SBSK自然分娩推進協会では、代表の荒堀憲二(産婦人科医師)よりメルマガを配信しています。
今回は、2024.04.29配信のメルマガ内容です。


前回に引き続き、「自閉症の子どもたちと”恐怖の世界”」(白石勧著 花伝社 1500円)より
※私の独断で白石さんの電子書籍を一部編集しています。よく知りたい人は白石さんの原著書をご覧ください。

第1章 自閉症の原因

1-1. 自閉症とは

自閉症研究の先駆者は、アメリカのレオ・カナーとオーストリアのハンス・アスペルガーである。

■レオ・カナー(1894-1981)

1943年、アメリカの児童精神科医レオ・カナーが『情動的交流の自閉的障害』という論文で11名の子どもを報告。

これが世界で最初の自閉症の論文で特徴は、「孤立」と「同一性の固執」。「孤立」というのは、人を求めないで人を避けるという特徴。

自分の世界に閉じこもり、邪魔されることを嫌い、また、母親にも愛着を示さなかった。

同一性の固執」というのは、道順や、日常の行動の順序や、家具の位置などが同じであることに固執するという特徴。散歩の道順はいつも同じでなければならず、変えようとすると泣き叫んで抵抗した。

言葉にも問題があった。8人の子どもは話すことができたが、自分のことをアイ(わたし)と言わないでユウ(あなた)と言うなど、話し方が不自然だった。
残りの3人は話すことができなかった。しかし、3人のうちの1人は「おやすみなさい」と1回だけ言ったことがあった。

カナーは、言葉の問題は「孤立」と「同一性の固執」から生まれると解釈していた。

カナーは「孤立」と「同一性の固執」という2つを自閉症の診断基準にした。現在カナータイプの自閉症、典型的自閉症、重度の自閉症、重度の知的障害をともなう自閉症などと呼ばれている。

■ハンス・アスペルガー(1906-1980)

1944年、オーストリアの小児科医ハンス・アスペルガーが『子供の「自閉的精神病質」』(ウタ・フリス編著、1996)という論文を発表。
(1981年にイギリスの自閉症研究者ローナ・ウィングがこの論文を紹介したことで、英語圏でも知られるようになった。)

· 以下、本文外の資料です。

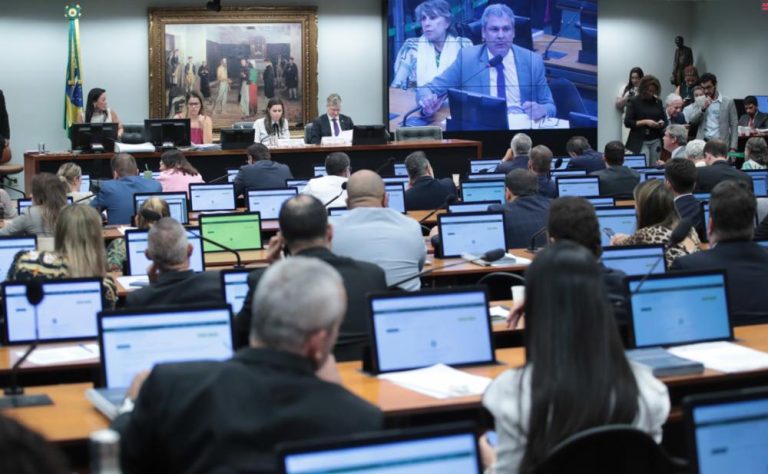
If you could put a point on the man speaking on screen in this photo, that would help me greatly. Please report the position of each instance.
(496, 68)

アスペルガーはこの論文で、大人のような話し方をする4名の子どもを報告した。

最初に紹介した子どもは、小学校に入学した初日、教室内を平然と歩き回り、コート掛けを引き倒そうとした。その日のうちに「教育不能」と見なされ、小学校から紹介されてアスペルガーの所にきた。
アスペルガーがいたウィーン大学小児科病院の入院施設では、医師、看護師、教師、セラピストがチームを作って治療教育をおこなっていた。
そして、教育不能といった理由で学校から紹介されてきた自閉症の子どもたちを学校に復帰させていた。
その中には、若くして天文学の教授になった人もいた。

アスペルガーたちの治療教育は、
社会的適応も知性として教える、けっして怒らない、客観的事実として伝える
で、また、彼らを教育できるのは理解と愛情を注ぎ思いやりとユーモアまでも示せる人に限られるなど、現在でも学ぶべき点が多い。

アスペルガーが論文で紹介した4名の子どものような言語能力に遅れのない自閉症は、アスペルガーの名前をとって、アスペルガー症候群、あるいは単にアスペルガーと呼ばれている。

1-2. 自閉症の原因論の変遷

(冷蔵庫マザー説と遺伝子説)

■冷蔵庫マザー説

カナーは1943年の論文では、自閉症は生まれつきだと解釈していた。

しかし、自閉症の子どもの両親は非常に知的だった。報告した自閉症の子ども11人のうち10人の父親は大卒だった。また、11人のうち9人の母親は大卒だった。残り2人の母親も、秘書と書店の経営者だった。
さらにカナーは自閉症と診断した子ども100名の家族を調べた。
親は全員が知的で裕福だった。子どもの両親、祖父母、叔父と叔母、計973名に精神疾患の問題はなかった。

そこで、カナーは親の性格に注目した。
心理学を専攻して大学を卒業した母親は、子どもは科学的に育てられるべきで、スケジュールに従って授乳すると決めていた。

また、感染症から子どもを守るために、子どもになるべく触れないようにしていた。
⇒このことは後章で、新生児室のあり方に関係してきます

カナーはこのような子育てをした高学歴で成功した親の性格を、知的で冷静な性格=冷たい性格、と解釈した。
そして、親の冷たい性格と子どもの生得的要因が結合して、子どもが自閉症になったと解釈した。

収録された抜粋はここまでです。